В настоящее время мой труд завершен. Параклет пользуется репутацией, не имеющей себе равных, и твое творение вызывает во всех восхищение.

Я могу уходить. Но куда я приду? Примешь ли Ты меня, Господи? Разве не ад ожидает меня? Не буду ли я навеки лишена Тебя, лишена Пьера?

Боже, смилуйся надо мной!

Я обвиняю себя в совершении самого непростительного из грехов: я предпочла создание Создателю! Я знаю об этом. И вот вдруг, Боже! Я в этом раскаиваюсь.

Господи, помилуй меня!

Пьер сказал мне однажды, что всякая молитва должна завершаться словами «да будет воля Твоя». Так да пребудет же, Господи, Твоя воля, а не моя.

Свое сердце, слабеющее с каждой минутой, я возвращаю Тебе, Господи. Хотя оно и билось так долго ради другого, его последние удары будут посвящены Тебе. Я склоняю наконец свою мятежную главу и вручаю в Твои руки свою покорность.

Удали мою душу от врат ада, Господи милосердный.

Пьер, ты, должно быть, молишься за меня с тех пор, как меня оставил; присоедини же, умоляю тебя, свой голос к моему! Вступись за меня перед Богом.

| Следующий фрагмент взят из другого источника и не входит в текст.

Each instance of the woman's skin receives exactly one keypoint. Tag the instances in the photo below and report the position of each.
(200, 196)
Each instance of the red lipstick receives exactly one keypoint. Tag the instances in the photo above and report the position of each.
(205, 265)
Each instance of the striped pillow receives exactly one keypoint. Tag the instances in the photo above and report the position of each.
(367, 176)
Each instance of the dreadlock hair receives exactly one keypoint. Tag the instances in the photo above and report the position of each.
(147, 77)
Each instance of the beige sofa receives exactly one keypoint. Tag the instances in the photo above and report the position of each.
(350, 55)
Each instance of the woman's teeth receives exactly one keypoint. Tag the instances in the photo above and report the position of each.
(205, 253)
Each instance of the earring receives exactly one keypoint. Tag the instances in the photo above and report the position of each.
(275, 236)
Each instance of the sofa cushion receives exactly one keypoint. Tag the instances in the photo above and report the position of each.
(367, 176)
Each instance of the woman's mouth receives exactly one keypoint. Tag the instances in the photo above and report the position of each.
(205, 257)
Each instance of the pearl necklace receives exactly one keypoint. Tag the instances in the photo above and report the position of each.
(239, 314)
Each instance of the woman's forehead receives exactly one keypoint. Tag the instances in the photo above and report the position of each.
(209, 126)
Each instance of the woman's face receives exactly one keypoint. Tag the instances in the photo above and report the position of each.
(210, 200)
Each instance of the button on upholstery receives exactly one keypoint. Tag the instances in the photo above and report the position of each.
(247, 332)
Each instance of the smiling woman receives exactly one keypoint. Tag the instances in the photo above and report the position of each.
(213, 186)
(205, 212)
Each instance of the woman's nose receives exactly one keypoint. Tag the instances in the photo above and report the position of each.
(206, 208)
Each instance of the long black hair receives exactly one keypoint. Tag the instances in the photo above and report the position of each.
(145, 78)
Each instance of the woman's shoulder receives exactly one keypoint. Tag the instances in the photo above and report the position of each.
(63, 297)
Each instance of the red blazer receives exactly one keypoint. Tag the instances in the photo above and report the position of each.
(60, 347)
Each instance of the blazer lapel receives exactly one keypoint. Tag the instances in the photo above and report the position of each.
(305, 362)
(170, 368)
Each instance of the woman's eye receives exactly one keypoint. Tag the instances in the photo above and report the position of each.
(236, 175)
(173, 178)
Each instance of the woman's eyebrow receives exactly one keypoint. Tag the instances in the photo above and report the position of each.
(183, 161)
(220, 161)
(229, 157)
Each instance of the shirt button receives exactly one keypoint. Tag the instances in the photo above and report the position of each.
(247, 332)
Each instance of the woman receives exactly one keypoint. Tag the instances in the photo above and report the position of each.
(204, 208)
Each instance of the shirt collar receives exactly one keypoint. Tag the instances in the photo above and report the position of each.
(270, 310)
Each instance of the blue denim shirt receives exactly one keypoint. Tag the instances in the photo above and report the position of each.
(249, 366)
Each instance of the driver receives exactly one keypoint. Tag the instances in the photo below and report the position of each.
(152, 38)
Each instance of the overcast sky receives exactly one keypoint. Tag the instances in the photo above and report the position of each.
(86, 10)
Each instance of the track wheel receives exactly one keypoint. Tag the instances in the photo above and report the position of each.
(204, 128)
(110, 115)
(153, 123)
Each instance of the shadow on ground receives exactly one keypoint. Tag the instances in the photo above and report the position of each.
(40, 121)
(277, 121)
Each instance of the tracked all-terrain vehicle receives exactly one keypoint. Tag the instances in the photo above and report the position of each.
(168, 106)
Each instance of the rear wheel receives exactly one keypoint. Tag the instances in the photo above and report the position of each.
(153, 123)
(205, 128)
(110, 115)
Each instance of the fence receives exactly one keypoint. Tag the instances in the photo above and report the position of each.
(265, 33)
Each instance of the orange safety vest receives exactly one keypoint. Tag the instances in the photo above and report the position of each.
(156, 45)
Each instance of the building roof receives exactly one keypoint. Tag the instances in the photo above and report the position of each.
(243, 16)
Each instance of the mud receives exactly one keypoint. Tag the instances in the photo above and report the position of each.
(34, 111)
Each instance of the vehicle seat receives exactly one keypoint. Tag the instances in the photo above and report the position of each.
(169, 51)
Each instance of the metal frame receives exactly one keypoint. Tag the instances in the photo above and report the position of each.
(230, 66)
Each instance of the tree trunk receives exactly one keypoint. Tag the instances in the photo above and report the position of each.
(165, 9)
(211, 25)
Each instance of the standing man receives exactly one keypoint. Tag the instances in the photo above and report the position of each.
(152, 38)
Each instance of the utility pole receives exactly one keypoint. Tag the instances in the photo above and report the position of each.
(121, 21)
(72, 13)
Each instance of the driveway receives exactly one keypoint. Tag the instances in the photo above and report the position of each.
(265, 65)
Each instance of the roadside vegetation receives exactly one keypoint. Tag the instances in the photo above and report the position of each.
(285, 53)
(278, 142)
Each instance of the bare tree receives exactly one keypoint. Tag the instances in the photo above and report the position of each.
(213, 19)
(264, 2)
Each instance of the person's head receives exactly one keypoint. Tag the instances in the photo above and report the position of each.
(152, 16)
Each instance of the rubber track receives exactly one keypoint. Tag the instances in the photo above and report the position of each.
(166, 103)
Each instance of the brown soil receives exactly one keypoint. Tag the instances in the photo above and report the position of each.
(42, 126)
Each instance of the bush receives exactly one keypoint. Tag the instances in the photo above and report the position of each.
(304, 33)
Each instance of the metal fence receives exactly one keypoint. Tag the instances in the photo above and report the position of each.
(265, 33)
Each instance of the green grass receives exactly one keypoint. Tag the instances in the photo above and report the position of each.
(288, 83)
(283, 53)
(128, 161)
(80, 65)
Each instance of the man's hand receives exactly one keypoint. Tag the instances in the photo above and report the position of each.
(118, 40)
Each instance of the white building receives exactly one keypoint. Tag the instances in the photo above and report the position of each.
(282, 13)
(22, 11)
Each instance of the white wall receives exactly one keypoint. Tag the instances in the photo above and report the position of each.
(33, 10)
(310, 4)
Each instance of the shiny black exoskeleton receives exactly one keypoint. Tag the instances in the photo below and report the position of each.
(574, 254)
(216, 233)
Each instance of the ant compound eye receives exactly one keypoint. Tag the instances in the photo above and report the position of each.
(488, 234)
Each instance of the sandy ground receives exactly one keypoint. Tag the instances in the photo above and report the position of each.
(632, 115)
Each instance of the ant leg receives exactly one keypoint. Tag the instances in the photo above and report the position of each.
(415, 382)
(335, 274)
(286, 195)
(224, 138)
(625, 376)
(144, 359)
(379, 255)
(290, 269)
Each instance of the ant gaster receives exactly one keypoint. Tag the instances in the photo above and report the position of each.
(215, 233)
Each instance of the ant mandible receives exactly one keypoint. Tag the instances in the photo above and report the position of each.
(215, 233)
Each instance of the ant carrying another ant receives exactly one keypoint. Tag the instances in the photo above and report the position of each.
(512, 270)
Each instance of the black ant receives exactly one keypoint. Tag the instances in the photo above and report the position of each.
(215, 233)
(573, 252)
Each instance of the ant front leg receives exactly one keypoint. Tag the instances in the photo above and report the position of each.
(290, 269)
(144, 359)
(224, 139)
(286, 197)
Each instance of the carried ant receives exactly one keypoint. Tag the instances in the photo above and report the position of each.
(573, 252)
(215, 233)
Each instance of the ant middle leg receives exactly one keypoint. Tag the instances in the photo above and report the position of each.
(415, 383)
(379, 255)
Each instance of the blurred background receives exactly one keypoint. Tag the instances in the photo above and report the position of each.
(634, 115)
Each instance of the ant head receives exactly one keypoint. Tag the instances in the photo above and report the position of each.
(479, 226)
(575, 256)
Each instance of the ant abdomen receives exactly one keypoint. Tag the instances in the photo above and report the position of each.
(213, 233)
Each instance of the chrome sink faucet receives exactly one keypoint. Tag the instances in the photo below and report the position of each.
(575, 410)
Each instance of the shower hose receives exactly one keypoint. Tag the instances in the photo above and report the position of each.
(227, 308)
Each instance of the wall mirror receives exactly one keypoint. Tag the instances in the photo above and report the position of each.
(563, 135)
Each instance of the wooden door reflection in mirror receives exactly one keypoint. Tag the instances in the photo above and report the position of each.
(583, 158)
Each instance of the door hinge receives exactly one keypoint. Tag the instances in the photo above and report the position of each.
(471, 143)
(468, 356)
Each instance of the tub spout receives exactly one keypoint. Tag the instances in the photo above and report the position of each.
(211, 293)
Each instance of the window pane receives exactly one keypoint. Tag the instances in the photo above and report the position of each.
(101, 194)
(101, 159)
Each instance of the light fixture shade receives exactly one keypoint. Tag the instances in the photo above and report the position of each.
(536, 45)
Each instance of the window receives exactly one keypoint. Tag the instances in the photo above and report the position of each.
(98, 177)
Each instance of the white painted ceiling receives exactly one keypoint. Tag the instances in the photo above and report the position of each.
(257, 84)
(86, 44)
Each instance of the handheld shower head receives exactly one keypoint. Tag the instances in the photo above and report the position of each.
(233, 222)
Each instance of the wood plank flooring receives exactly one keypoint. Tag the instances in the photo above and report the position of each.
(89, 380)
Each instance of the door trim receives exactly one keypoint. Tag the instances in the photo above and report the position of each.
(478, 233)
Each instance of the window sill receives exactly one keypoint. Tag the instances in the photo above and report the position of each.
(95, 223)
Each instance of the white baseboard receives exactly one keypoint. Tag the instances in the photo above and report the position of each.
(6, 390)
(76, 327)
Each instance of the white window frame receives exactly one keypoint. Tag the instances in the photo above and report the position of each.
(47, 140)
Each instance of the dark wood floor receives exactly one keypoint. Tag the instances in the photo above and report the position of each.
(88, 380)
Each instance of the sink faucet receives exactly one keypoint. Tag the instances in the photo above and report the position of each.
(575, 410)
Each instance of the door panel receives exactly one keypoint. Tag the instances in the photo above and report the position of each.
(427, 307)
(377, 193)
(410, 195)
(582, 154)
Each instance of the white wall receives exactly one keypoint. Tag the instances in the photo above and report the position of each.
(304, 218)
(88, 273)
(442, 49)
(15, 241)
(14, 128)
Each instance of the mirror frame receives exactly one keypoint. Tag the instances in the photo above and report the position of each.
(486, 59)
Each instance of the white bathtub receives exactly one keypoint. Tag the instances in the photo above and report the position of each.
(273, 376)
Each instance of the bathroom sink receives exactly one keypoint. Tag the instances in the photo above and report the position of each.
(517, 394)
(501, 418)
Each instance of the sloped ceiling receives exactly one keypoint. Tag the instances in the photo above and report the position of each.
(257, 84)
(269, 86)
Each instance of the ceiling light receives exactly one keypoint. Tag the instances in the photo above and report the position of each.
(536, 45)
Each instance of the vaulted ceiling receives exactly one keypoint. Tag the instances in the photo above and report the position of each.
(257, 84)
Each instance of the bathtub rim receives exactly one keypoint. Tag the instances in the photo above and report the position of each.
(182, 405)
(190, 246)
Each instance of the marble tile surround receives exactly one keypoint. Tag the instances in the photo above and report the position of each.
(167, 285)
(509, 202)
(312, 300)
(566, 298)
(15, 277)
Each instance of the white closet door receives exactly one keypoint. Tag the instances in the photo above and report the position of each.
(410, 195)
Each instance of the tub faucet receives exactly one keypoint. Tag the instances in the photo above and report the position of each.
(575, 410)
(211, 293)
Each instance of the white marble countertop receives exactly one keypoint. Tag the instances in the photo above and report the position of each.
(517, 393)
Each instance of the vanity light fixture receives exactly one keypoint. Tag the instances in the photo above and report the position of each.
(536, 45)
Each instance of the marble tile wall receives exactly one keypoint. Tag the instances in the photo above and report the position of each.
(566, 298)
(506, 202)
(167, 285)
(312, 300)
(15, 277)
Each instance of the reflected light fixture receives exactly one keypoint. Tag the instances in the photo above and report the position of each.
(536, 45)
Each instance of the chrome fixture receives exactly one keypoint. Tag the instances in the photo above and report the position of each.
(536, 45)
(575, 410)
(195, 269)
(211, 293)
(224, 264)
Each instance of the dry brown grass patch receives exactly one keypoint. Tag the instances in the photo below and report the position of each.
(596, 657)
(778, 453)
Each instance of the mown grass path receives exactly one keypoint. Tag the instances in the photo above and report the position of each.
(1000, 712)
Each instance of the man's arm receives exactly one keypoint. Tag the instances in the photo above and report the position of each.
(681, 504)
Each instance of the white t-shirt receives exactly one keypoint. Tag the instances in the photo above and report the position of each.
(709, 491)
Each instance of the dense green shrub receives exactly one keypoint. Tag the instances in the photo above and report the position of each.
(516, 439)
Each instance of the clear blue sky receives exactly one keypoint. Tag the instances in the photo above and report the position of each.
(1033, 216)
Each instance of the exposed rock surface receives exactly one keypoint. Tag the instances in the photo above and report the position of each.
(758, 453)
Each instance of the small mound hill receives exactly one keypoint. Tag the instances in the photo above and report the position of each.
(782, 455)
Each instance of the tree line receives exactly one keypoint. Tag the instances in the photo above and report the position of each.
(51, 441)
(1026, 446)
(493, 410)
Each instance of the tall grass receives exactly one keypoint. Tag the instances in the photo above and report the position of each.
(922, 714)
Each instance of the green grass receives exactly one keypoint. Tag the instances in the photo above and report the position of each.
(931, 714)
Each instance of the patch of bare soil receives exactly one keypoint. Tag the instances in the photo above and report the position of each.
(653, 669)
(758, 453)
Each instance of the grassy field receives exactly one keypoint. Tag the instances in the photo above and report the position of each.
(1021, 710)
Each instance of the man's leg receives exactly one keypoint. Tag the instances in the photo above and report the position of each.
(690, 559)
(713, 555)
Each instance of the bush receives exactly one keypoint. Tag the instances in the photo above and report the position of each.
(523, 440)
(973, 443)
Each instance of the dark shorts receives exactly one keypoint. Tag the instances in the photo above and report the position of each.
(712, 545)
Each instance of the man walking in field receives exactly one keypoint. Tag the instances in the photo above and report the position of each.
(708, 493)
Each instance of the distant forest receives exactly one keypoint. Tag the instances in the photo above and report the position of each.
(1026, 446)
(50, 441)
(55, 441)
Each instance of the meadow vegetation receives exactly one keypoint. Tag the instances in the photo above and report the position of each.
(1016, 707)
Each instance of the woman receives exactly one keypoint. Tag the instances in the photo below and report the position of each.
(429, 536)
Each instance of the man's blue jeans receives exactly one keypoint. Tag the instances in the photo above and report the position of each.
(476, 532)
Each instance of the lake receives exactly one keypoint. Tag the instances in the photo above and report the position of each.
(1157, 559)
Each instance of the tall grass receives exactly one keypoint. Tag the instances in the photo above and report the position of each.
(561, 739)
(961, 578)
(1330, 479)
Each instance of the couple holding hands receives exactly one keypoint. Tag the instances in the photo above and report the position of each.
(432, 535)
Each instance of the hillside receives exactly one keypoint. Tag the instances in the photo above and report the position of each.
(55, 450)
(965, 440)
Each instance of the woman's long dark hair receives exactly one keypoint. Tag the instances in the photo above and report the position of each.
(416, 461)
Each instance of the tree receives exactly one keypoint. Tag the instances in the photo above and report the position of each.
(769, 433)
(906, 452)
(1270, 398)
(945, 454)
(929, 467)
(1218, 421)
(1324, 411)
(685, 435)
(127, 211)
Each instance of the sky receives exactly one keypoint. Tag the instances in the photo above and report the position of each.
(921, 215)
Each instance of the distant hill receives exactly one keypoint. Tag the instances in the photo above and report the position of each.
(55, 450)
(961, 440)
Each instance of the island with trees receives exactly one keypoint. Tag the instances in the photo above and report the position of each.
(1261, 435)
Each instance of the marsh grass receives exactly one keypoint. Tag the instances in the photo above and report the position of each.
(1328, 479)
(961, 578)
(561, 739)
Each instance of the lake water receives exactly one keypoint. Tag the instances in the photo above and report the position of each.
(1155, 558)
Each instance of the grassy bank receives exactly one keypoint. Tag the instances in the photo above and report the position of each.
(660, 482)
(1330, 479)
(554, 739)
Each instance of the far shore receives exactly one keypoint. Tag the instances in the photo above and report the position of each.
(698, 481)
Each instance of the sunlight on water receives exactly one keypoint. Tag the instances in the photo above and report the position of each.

Нужно, чтобы мы соединились в вечности, как были соединены здесь. Нужно, чтобы мы обрели друг друга навсегда.

Разве друг наш, Пьер Достопочтенный, не писал мне: «Дражайшая сестра моя в Господе, тот, с кем ты была вначале соединена во плоти, а затем связана узами более крепкими, ибо более совершенными, узами Божественного милосердия, тот, с кем и под началом кого ты послужила Богу, сам Христос принимает его теперь в своей обители, вместо тебя и как тебя саму; и Он сохранит его для тебя, чтобы по пришествии Господа, спускающегося с небес в гласе архангельском и звуке трубном, благодатью Его он был тебе возвращен».

Да будешь ты мне возвращен, да буду я тебе дана, и да простит нас Бог!